Question

Solve graphically the system of equations
$4x-5y-20=0,3x+5y-15=0.$
Find the coordinates of the vertices of the triangle formed by these two lines and the y-axis.

Answer 1

On a graph paper, draw a horizontal line X'OX and a vertical line YOY' as the x-axis and y-axis, respectively.
Graph of 4x − 5y − 20 = 0
4x − 5y − 20 = 0
⇒ 5y = (4x − 20)
∴ $y=\frac{4x-20}{5}$............(i)
Putting x = 0, we get y = −4.
Putting x = 5, we get y = 0.
Putting x = 10, we get y = 4.
Thus, we have the following table for the equation 4x − 5y − 20 = 0.

x	0	5	10
y	−4	0	4

Now, plot the points A(0, −4), B( 5, 0) and C(10, 4) on the graph paper.
Join AB and BC to get the graph line AC. Extend it on both ways.
Thus, AC is the graph of 4x − 5y − 20 = 0.

Graph of 3x + 5y − 15 = 0
3x + 5y − 15 = 0
⇒ 5y = (−3x + 15)
∴ $y=\frac{-3x+15}{5}$ ............(ii)
Putting x = 5, we get y = 0.
Putting x = 0, we get y = 3
Putting x = −5, we get y = 6.
Thus, we have the following table for the equation 3x + 5y − 15 = 0.

x	5	0	−5
y	0	3	6

Now, plot the points P(0, 3) and Q(−5 , 6).
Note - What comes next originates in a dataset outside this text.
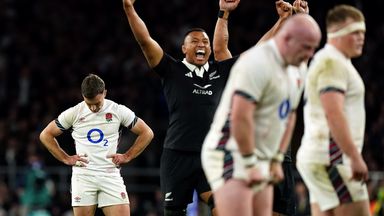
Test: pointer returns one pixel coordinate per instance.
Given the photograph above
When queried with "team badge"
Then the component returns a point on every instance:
(108, 117)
The point B(5, 0) has already been plotted. Join PQ and PB to get the graph line QB. Extend it on both ways.
Then, QB is the graph of the equation 3x + 5y − 15 = 0.

The two graph lines intersect at B(5, 0).
∴ The solution of the given system of equations is x = 5 and y = 0.
Clearly, the vertices of ΔPBA formed by these two lines and y-axis are P(0, 3), B(5, 0) and A(0, −4).